Explanation of the Concepts

Ohm's acoustic law states that any sound, no matter how complex, is the sum of many (a bounded infinite number of them to be precise) individual sine waves (more will be said about this in the chapter on additive synthesis). Theoretically, white noise is the sum of every possible sine wave at every possible frequency (i.e. an unbounded infinite number of them), so we could make white-noise by making lots of sine waves (covered in the next chapter) and adding them to together. Of course, we can not make an infinite number of anything, including sine waves, for which reason true white noise can not exist. We could satisfy ourselves by making lots and lots of sine waves. Making enough of them to get a good approximation, however, is impractical for most applications, but luckily for us there is an easier way.

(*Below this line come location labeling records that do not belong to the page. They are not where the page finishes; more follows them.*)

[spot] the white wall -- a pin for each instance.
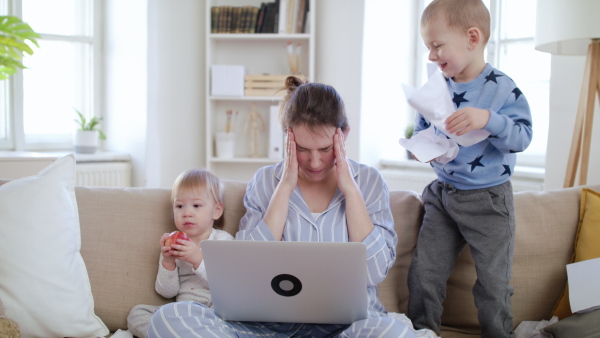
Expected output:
(175, 89)
(154, 86)
(565, 86)
(339, 35)
(154, 72)
(125, 70)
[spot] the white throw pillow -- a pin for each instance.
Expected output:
(43, 280)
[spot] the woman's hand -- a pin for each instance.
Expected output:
(290, 171)
(344, 175)
(276, 213)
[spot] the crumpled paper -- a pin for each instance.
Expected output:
(427, 146)
(433, 101)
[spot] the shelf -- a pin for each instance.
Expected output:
(256, 119)
(258, 36)
(246, 98)
(262, 160)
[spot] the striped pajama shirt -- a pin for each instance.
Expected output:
(189, 319)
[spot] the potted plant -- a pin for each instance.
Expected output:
(87, 135)
(408, 132)
(14, 38)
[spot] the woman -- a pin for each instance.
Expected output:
(315, 194)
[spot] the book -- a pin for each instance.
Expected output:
(283, 16)
(290, 16)
(276, 135)
(253, 17)
(260, 18)
(214, 19)
(300, 16)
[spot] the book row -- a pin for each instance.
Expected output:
(279, 16)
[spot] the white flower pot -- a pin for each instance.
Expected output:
(86, 141)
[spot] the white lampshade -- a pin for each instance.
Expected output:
(566, 27)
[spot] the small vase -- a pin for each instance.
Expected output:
(86, 141)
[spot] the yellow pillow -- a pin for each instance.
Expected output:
(586, 242)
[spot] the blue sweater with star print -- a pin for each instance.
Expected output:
(490, 162)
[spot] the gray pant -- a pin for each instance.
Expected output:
(482, 218)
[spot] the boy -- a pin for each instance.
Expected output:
(471, 200)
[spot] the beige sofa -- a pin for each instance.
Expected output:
(120, 230)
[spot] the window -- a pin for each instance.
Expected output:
(61, 75)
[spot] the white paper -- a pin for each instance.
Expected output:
(584, 285)
(433, 101)
(427, 146)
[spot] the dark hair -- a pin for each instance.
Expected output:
(198, 180)
(314, 105)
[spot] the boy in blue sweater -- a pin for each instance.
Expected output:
(471, 201)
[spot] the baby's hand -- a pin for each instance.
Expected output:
(167, 253)
(466, 119)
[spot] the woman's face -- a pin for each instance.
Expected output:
(314, 151)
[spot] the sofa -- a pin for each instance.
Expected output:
(120, 229)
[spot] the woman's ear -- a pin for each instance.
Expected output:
(474, 35)
(346, 132)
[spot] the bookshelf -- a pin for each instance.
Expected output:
(259, 54)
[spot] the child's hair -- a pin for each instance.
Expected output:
(199, 180)
(461, 14)
(313, 105)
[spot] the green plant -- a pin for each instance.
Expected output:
(90, 124)
(409, 130)
(14, 35)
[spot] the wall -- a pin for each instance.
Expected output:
(565, 86)
(125, 71)
(154, 57)
(339, 48)
(154, 86)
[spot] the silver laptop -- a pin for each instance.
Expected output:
(301, 282)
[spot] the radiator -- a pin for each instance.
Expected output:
(418, 179)
(103, 174)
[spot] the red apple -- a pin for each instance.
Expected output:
(174, 236)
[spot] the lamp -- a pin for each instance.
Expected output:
(572, 27)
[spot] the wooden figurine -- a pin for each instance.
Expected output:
(255, 124)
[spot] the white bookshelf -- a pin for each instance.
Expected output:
(259, 53)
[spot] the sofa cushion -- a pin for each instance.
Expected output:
(45, 285)
(586, 242)
(583, 325)
(546, 220)
(407, 210)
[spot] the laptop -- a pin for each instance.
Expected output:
(297, 282)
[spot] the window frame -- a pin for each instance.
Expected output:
(15, 118)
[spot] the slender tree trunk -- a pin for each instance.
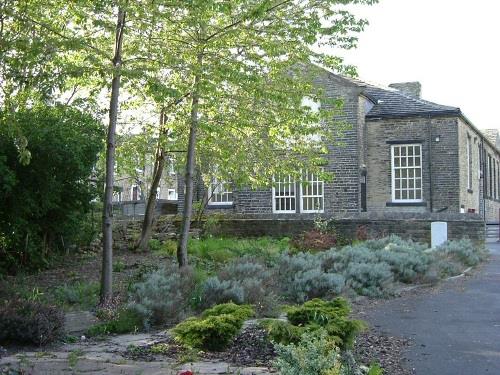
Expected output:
(190, 167)
(147, 224)
(107, 215)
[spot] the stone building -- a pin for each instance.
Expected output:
(401, 154)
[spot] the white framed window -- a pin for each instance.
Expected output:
(406, 165)
(171, 194)
(117, 196)
(469, 162)
(220, 193)
(284, 194)
(312, 197)
(135, 192)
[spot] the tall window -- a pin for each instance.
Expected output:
(311, 192)
(284, 194)
(172, 195)
(220, 193)
(469, 162)
(406, 173)
(135, 192)
(494, 179)
(498, 178)
(490, 177)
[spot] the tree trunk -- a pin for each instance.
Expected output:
(147, 224)
(189, 177)
(107, 215)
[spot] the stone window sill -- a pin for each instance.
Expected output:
(406, 204)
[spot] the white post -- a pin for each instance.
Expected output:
(439, 233)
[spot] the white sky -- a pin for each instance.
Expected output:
(451, 46)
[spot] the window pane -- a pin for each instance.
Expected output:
(407, 172)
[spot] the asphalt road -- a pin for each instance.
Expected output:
(455, 331)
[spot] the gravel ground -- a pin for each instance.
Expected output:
(372, 346)
(249, 348)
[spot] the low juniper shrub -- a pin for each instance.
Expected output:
(314, 354)
(215, 329)
(29, 322)
(333, 316)
(281, 331)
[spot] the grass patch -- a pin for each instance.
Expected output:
(126, 321)
(81, 294)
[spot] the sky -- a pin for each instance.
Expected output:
(452, 47)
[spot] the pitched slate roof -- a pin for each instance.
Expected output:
(390, 102)
(490, 134)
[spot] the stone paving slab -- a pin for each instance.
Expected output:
(105, 357)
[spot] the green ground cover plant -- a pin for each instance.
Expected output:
(79, 294)
(215, 329)
(329, 316)
(124, 321)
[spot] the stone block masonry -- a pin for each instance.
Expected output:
(415, 226)
(406, 225)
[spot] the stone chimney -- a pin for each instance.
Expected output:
(412, 89)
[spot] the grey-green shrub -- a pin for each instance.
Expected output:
(215, 291)
(163, 296)
(464, 251)
(301, 278)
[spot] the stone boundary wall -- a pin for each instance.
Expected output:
(414, 226)
(407, 225)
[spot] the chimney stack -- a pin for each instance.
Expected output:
(412, 89)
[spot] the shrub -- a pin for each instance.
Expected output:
(301, 278)
(215, 329)
(315, 240)
(369, 279)
(330, 315)
(119, 266)
(282, 332)
(26, 322)
(154, 244)
(83, 294)
(222, 250)
(406, 264)
(242, 281)
(126, 321)
(214, 291)
(164, 295)
(314, 354)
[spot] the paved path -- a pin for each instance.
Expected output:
(455, 331)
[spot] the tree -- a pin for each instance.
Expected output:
(44, 202)
(107, 216)
(247, 65)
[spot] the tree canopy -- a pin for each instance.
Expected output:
(43, 202)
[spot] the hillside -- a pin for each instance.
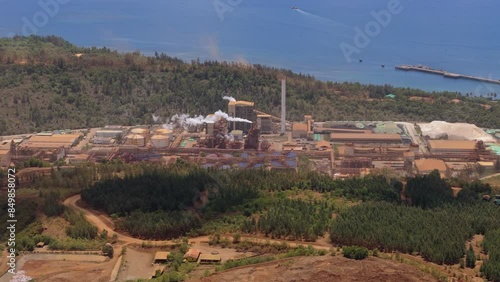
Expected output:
(43, 85)
(323, 269)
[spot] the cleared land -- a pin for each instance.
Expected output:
(325, 268)
(64, 268)
(137, 265)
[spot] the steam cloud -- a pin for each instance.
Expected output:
(185, 120)
(229, 98)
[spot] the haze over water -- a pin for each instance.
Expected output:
(459, 36)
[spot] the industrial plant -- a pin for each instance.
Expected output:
(248, 138)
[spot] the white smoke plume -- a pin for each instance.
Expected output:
(229, 98)
(185, 120)
(156, 118)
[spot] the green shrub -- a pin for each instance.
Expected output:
(355, 252)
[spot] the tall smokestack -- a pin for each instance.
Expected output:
(283, 105)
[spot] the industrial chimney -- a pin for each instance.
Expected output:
(283, 105)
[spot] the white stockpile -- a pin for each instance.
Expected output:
(455, 131)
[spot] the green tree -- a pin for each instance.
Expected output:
(470, 258)
(108, 250)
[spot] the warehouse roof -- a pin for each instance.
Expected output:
(161, 255)
(323, 144)
(56, 138)
(210, 257)
(192, 253)
(452, 144)
(424, 165)
(241, 103)
(373, 136)
(299, 126)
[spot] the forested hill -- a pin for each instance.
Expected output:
(43, 85)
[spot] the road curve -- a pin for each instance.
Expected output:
(104, 222)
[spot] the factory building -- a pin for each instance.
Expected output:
(54, 141)
(264, 124)
(165, 132)
(241, 109)
(5, 157)
(426, 166)
(160, 141)
(452, 146)
(107, 133)
(374, 138)
(136, 140)
(299, 130)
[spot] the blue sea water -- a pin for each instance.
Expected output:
(461, 36)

Noise is related to randomness, and filling an audio buffer with random samples creates noise. Here is a plot of such an audio buffer with the value of each sample (on the y axis) plotted as a function of time (on the x axis):

In places where the difference between two consecutive numbers is great the plot shows a steep slope. This creates a high-frequency component of the sound. In other places, where the difference between two consecutive numbers is slight, the plot shows a gentle slope, which corresponds to a low-frequency component. Truly random numbers will yield all possible slopes with equal probability, without being periodic, thereby creating an even frequency distribution. The following is a Fourier spectrograph of the above audio buffer. Software was used to analyze the frequency content of the buffer, and here amplitude (on the y axis) is plotted as a function of frequency (on the x axis).

This clearly shows an even distribution of frequency content over the audio spectrum.